Thomas Jefferson, Sally Hemings, and the Discussion of Slavery in the 21st Century

This writing assignment examines Thomas Jefferson’s relationship with his slave Sally Hemings.

Thomas Jefferson, Sally Hemings, and the Discussion of Slavery in the 21st Century

By Tom White

Much has been written about not only Thomas Jefferson’s relationship with his slave Sally Hemings, but also about Jefferson’s views regarding slavery. Three historians, Annette Gordon-Reed, Paul Finkelman, and Lois Horton, who have written extensively on the subject, are be examined in order to gain greater insight to understanding the Jefferson/Hemings relationship. In addition to examining the Jefferson/Hemings relationship, a second part of this examination shall study how in the 21st century, Americans have come to grips with the image of Jefferson the founding father, versus Jefferson the slave holder.

The historian Annette Gordon-Reed in her works The Treaty and Did They Love Each Other breaks down the fundamental institution of 18th century marriage, and then makes some rather clear comparisons between that institution and the relationship that existed between the slave Sally Hemings and Thomas Jefferson. In examining 18th century marriage norms which were legally only the purview of white society, many of the basic tenements which are implicit to the foundation of marriage were also present in the Jefferson/Heming relationship Gordon-Reed argues. Although during their thirty eight years together Jefferson never “flaunted his relationship with her or made public declarations that would alienate friends…”[1] Jefferson and Hemings conducted themselves for all intents and purposes as married people. Gordon-Reed would argue that they did this through a type of quid pro quo arrangement, where Jefferson for his part provided for Hemings and her children, and she in turn cared for him.

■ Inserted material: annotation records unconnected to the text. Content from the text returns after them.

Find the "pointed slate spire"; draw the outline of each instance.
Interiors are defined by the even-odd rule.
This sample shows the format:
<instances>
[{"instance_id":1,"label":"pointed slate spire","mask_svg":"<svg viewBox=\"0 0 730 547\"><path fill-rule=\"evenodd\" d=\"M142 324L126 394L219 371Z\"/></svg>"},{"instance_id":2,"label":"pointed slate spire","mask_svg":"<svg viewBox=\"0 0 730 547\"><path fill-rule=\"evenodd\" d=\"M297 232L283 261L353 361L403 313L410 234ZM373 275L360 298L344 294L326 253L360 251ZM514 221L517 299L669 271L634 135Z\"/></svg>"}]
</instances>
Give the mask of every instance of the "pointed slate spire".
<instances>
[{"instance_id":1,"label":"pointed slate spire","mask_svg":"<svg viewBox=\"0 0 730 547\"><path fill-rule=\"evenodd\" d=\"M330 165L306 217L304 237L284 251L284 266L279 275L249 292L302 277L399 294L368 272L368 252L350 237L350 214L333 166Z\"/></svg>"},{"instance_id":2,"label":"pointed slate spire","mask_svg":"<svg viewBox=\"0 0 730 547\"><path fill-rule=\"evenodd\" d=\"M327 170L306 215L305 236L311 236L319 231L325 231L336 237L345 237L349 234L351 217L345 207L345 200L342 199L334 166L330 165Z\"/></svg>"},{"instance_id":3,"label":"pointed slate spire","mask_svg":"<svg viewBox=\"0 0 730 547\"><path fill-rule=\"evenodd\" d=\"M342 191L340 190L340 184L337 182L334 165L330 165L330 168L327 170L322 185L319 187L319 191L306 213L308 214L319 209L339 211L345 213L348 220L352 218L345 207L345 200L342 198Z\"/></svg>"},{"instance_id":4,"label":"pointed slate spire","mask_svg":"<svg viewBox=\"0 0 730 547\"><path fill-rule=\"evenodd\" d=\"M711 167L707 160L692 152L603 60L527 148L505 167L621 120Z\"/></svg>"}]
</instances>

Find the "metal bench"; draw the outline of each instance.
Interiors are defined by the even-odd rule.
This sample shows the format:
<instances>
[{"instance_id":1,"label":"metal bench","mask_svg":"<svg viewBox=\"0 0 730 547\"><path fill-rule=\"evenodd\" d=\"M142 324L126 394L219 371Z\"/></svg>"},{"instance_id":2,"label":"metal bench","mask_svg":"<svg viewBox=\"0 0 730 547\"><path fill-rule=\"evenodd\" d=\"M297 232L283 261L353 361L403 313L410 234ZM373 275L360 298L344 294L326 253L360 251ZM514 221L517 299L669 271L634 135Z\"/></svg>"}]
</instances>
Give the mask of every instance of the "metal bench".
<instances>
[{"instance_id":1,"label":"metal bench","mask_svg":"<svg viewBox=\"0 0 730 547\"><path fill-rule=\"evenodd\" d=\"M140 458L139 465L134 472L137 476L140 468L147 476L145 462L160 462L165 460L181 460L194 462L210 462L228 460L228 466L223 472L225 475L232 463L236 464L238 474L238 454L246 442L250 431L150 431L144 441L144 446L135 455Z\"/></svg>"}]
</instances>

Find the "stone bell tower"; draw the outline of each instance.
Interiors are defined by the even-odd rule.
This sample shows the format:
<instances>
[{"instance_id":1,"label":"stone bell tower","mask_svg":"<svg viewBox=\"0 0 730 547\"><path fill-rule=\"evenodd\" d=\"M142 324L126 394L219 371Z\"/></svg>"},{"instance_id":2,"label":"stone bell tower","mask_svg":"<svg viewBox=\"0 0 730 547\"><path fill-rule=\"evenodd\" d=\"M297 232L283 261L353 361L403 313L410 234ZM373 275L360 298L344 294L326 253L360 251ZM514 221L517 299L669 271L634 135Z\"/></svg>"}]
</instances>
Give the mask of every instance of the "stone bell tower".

Many would argue that Jefferson was a slave owner and Hemings a slave and therefore had no choice, but Gordon-Reed would argue that does fully apply to this situation. Gordon-Reed argues that while both Hemings and Jefferson where in Paris together, where slavery was not legal, Hemings was under no obligation to accompany Jefferson back to America. It was only through the mutual bargaining between the two that Hemings agreed to return to Virginia with Jefferson, and this involved a choice. The counterargument could also be made that Jefferson for his part was only interested in Hemings for satisfying his carnal pleasures, but Gordon-Reed makes the effective argument that Jefferson upon his return to Virginia would have had the choice of “many other women, enslaved or not.”[2] It is therefore quite reasonable to assume that there was something more akin to a romantic relationship going on between them, something which was probably more analogous to a marriage. If Jefferson did not have some true feelings for Hemings, why as Gordon-Reed points out did Jefferson ignore “his families wishes to send Hemings away…Instead, [on the contrary] Jefferson arranged his life at Monticello so that Hemings would be in it every day that he was there…”[3] Furthermore Gordon-Reed contends that before Hemings died she passed onto one of her sons heirlooms of personal items which belonged to Jefferson, because Gordon-Reed points out “she wanted them to know that he meant something to her.”[4] It is easy to believe that what comes with the sanctity of marriage is love, but when marriage is not a societal option one is often left with uncertainty, and one can never really know what transpired behind closed doors. Gordon-Reed however does provide a compelling argument that what did occur between Thomas Jefferson and Sally Hemings was most likely more than just a business transaction.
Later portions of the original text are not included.